Luckily, despite our vast geographical span, Canadian English is fairly uniform from coast to coast, which makes things much easier on those who are still learning the nuances of Canadian English. Yet some regional varieties crop up. Atlantic Canada is well-known for its local expressions, which you might be familiar with if you’ve heard of the popular musical “Come From Away” (an outsider to Newfoundlanders). In Quebec you may hear an odd mash up of English and French phrases (“c’est le weekend!”), and if you’re chilly in Saskatchewan someone may offer you a bunny hug (a hooded sweatshirt).

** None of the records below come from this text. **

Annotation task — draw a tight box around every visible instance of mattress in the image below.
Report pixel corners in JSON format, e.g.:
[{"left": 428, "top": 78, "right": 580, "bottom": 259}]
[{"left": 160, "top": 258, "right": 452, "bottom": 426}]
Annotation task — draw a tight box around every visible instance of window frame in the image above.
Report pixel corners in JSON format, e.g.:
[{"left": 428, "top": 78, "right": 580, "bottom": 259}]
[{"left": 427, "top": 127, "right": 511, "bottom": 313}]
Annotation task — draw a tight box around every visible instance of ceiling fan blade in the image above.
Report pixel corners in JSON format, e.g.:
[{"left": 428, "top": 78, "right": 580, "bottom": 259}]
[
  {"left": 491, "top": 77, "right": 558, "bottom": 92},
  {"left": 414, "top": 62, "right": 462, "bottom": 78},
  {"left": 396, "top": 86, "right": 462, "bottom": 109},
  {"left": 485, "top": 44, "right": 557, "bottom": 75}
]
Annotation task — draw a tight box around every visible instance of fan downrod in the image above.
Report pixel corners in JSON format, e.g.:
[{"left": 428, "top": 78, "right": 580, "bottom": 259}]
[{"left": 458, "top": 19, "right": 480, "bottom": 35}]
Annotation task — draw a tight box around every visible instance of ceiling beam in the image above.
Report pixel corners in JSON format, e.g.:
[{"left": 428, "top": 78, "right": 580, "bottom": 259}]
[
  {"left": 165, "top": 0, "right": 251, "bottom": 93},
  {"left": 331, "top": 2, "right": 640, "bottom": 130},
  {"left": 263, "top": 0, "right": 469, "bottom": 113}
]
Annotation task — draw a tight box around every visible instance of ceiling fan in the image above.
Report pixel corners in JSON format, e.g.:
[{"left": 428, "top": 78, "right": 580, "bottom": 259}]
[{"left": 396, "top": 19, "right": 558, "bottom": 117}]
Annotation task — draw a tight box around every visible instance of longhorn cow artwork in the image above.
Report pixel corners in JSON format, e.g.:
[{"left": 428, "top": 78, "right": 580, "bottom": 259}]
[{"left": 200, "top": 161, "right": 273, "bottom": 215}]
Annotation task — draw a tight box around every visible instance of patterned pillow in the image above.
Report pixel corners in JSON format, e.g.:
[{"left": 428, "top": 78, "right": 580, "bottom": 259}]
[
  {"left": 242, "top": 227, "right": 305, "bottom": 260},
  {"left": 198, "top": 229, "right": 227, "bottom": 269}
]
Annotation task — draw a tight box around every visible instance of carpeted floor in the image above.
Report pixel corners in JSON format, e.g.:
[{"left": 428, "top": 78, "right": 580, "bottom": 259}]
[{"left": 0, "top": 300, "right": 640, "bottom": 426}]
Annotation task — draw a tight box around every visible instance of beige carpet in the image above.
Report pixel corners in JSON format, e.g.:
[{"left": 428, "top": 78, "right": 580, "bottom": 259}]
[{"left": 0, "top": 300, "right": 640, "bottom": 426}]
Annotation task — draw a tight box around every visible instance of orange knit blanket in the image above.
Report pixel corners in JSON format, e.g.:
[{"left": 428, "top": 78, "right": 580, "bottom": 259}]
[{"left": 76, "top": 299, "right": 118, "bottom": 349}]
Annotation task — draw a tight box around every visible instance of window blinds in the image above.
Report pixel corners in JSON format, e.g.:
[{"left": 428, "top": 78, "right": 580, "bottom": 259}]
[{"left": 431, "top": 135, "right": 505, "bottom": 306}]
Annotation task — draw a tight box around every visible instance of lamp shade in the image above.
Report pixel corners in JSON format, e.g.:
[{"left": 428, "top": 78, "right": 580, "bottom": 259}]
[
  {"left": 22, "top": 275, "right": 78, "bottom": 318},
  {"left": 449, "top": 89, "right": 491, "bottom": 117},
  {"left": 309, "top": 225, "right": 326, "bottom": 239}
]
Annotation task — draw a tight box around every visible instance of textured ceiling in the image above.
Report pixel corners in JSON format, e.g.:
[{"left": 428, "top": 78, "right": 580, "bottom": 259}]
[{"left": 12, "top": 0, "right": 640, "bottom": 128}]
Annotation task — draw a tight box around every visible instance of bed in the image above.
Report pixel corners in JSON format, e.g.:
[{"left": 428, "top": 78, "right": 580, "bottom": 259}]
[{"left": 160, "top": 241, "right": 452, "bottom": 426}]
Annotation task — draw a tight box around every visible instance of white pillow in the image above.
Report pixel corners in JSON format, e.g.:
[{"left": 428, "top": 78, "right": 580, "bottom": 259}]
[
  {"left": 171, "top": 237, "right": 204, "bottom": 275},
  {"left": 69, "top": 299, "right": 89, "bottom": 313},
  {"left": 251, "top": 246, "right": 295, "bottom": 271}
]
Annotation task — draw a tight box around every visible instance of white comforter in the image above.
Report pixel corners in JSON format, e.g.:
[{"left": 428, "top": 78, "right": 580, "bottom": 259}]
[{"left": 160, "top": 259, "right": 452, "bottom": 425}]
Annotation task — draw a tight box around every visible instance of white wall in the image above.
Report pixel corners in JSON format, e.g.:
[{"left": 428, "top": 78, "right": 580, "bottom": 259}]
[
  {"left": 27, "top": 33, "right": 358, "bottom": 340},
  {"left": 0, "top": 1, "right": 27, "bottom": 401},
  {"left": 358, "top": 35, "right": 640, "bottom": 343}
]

So does any of this matter? Well, it depends on your audience. If you plan to sell your book in multiple counties, American English can be used as a default. But if your aim to be published in a Canadian magazine or newspaper, you’ll make your editors happy if you can stick to the Canadian style. Speaking of which, the Canadian Style Guide should be on your desk at all times if you plan to write for a Canadian audience. The Canadian Oxford Dictionary is a reliable resource as well:

Reading Canadian writers with a close eye can help you get more familiar with our particular style of English. The Globe and Mail newspaper, the Walrus Magazine and novels by Margarette Atwood are a good start. All of the above go nicely with a back bacon sandwich and a side of maple syrup!